Here comes my point. I trust that some things in life is out-of-bound for efficiency. My boss would no doubt want me to be efficient to contribute to his company’s profitability. The government would want her workforce to be efficient to compete internationally. But when it comes to love, to trust, to relationship, to parenting and to friendship, I shudder at the hint (or expectation) of efficiency. How 
do you love your wife efficiently with all your flaws (and hers) except to love her the best way you know how, and that is, sacrificially or selflessly?

What benchmark do you use to ensure that your wife stays efficient in the long run...erm...by comparing her with other "more efficient wives" after taking into account age, social status and personality differences? (Believe you me, I’ve tried that and I got myself into deeper shit. There is in fact one thing that surpasses any lesson you will ever learn about being efficient and that is to
 never, not even if hell freezes over, compare a woman with another; unless that other woman happens to be Mother Teresa of course).

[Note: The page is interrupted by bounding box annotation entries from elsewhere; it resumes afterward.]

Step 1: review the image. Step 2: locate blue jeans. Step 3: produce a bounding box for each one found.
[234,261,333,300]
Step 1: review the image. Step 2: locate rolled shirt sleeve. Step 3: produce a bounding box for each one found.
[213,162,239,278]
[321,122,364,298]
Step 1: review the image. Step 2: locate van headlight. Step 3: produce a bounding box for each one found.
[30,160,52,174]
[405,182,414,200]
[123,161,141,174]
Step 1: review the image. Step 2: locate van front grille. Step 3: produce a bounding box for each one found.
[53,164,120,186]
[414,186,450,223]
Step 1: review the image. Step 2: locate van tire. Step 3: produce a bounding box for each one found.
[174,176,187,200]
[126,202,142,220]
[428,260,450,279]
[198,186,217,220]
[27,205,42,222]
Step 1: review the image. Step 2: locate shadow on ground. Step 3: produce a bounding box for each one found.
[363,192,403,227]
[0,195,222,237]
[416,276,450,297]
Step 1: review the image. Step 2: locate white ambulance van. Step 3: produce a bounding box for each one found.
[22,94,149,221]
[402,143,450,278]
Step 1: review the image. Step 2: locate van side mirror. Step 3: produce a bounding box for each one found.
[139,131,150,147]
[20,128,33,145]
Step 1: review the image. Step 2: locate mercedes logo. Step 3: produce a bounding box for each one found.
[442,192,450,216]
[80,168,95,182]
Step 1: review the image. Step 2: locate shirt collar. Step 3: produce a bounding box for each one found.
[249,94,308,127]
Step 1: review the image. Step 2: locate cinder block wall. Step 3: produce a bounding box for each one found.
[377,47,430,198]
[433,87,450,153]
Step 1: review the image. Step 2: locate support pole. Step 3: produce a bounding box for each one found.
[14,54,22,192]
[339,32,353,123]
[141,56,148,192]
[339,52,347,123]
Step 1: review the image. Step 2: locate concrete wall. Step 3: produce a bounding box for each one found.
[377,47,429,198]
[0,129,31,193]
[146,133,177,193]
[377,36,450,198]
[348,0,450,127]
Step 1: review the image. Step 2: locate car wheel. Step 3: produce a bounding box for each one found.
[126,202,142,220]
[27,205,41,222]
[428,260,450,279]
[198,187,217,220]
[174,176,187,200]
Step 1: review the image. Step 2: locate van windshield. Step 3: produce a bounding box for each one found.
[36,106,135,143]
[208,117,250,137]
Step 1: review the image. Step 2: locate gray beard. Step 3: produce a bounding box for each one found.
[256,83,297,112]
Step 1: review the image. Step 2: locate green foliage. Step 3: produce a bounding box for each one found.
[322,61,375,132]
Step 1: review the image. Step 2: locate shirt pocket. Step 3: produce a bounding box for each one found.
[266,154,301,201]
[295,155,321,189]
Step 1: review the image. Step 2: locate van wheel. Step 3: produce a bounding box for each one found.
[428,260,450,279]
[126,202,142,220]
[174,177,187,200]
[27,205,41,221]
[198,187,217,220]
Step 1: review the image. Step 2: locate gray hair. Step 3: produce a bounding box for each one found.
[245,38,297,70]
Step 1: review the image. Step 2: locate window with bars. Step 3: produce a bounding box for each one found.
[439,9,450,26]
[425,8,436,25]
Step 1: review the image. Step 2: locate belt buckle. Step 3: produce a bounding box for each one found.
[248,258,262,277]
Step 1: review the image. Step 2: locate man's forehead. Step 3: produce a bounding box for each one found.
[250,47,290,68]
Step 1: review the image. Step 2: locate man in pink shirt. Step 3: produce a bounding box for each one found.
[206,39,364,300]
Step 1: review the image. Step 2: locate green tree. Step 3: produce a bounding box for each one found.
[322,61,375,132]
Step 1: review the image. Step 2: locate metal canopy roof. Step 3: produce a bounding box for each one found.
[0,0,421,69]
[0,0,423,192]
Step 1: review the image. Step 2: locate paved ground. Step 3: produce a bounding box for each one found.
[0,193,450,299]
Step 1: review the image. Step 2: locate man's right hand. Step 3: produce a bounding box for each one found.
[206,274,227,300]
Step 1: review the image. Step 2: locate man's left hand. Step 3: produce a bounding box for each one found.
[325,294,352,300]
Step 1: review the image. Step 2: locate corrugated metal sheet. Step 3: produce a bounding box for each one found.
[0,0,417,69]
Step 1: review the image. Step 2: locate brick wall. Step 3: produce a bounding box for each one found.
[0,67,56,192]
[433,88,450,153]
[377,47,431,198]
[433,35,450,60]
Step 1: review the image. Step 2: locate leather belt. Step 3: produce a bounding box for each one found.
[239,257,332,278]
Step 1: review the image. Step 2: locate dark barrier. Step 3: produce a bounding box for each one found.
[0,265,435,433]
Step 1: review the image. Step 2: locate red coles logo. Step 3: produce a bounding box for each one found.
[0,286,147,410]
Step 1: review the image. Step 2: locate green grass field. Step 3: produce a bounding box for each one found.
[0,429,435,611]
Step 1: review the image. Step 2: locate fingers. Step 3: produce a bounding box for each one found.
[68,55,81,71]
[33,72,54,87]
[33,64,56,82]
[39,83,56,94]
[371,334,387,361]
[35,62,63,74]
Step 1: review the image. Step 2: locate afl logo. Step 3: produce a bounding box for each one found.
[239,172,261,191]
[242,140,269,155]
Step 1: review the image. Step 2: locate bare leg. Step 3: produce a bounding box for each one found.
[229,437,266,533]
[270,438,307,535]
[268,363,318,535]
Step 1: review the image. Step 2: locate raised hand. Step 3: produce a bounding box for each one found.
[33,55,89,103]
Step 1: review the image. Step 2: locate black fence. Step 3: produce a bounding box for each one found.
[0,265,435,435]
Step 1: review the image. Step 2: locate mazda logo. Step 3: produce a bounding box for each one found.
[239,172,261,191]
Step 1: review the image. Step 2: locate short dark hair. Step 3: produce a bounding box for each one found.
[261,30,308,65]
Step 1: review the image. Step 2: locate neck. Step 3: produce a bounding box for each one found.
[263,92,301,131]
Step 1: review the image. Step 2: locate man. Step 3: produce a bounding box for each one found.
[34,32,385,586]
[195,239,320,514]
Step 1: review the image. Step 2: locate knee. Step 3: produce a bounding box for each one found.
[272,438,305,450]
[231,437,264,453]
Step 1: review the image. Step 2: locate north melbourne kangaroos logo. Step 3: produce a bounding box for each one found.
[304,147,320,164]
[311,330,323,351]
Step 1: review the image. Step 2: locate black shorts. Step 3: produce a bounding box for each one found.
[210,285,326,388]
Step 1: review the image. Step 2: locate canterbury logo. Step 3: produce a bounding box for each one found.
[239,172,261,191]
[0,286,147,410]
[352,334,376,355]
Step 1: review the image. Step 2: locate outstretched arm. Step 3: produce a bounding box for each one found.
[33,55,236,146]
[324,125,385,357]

How about friendship? Well if friendship is about accepting each other for who they are, flaws and all, then you can flush efficiency down the loo. If nobody is perfect, then don't even expect your friends to come close to being efficient all the time. We love and enjoy them for who they are, especially close friends, and we don't do a cost-and-benefit analysis every time
 we meet up. Their convivial company is enough for us and we don’t need them to measure up to some touchstone of efficiency.

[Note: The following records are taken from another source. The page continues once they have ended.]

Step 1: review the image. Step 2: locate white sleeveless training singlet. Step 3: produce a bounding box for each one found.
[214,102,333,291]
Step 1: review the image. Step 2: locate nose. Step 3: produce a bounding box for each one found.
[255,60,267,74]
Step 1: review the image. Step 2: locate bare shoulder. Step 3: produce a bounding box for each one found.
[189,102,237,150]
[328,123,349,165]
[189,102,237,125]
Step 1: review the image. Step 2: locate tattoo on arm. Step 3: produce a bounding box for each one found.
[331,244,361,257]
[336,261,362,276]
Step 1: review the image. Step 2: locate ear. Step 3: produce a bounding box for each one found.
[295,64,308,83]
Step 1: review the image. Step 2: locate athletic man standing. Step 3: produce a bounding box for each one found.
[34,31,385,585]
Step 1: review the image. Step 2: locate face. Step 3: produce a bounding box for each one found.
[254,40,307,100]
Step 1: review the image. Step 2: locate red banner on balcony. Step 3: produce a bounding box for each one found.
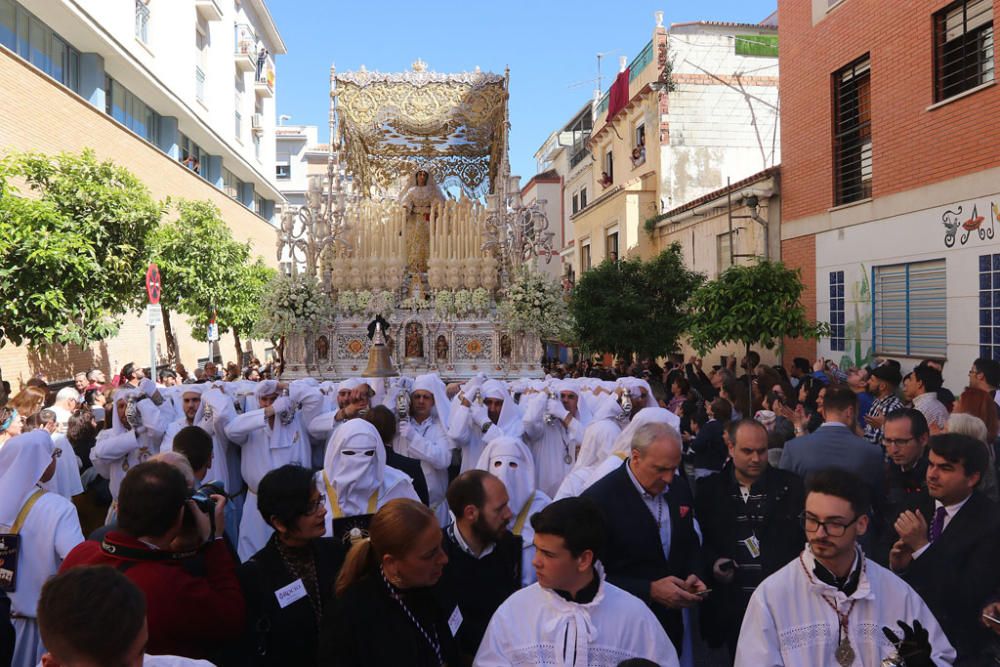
[605,67,629,123]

How about our children? Now here’s the tricky bit. Academically, we want the best for them. But the truth is, not everyone of them will be academically inclined. At most times, it is best to just let them be and let them grow at their own pace. Taking an efficiency yardstick to make sure they measure up is often more frustrating than fruitful. It may even backfire and we end up jeopardizing the long term parent-and-child relationship. Todate, I still hold this unrealistic expectation that my son’s maturity would somehow be accelerated. On many occasions, I even wanted to hurry the maturity process along by immersing him in my home library and exposing him to great works of non-fiction written by intellectual giants of our time. Imagine my disillusionment. Imagine my stupidity. I only have myself to blame…100%.

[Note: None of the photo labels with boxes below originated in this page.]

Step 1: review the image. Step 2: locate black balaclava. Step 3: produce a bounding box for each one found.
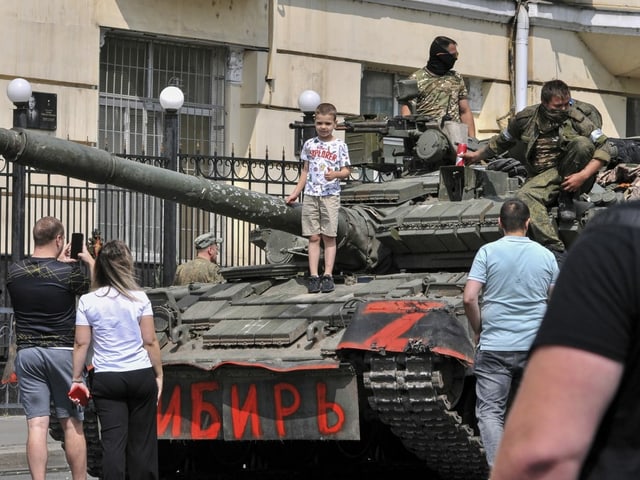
[427,37,457,75]
[540,103,569,125]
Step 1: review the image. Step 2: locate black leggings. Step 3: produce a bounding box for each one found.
[91,368,158,480]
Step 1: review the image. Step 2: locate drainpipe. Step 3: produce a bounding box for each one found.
[515,2,529,113]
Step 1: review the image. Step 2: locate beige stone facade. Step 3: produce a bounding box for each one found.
[0,0,640,155]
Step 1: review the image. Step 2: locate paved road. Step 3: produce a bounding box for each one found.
[0,415,99,480]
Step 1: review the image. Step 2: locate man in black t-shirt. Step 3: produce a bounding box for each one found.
[491,201,640,480]
[7,217,94,480]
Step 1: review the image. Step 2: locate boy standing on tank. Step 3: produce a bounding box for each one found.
[285,103,351,293]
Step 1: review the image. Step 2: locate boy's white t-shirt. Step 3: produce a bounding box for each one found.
[300,137,351,197]
[76,287,153,372]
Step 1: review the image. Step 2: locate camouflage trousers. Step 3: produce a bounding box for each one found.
[516,137,595,251]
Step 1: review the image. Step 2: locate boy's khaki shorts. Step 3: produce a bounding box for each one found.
[302,195,340,237]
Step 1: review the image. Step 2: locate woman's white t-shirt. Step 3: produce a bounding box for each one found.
[76,287,153,372]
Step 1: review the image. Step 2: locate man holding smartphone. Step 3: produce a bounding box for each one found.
[7,217,94,480]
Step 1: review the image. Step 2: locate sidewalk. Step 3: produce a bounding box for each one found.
[0,415,69,476]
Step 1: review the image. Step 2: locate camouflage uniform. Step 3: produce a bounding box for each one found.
[409,68,469,122]
[173,257,224,285]
[486,102,615,251]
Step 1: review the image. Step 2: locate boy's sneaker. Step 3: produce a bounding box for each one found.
[320,275,336,293]
[307,275,320,293]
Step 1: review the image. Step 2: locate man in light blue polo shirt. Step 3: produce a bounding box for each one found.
[463,199,558,467]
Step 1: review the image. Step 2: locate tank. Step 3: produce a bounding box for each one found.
[0,125,624,480]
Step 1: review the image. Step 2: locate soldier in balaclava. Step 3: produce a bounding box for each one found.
[401,36,476,137]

So, efficiency is a scary thing when we apply it universally, that is, across the board. We would no doubt want our lawyers and accountants to be efficient; even our government. But when it comes to long term relationships, people whom we live with for life and love unconditionally, I think we can take the heat off and just live and let live. I guess in the end, the beauty of our flaws is that it is a good reminder that we are all work in progress. And in this personal journey of progress, the destination without exception ends at our gravestone. Cheerz.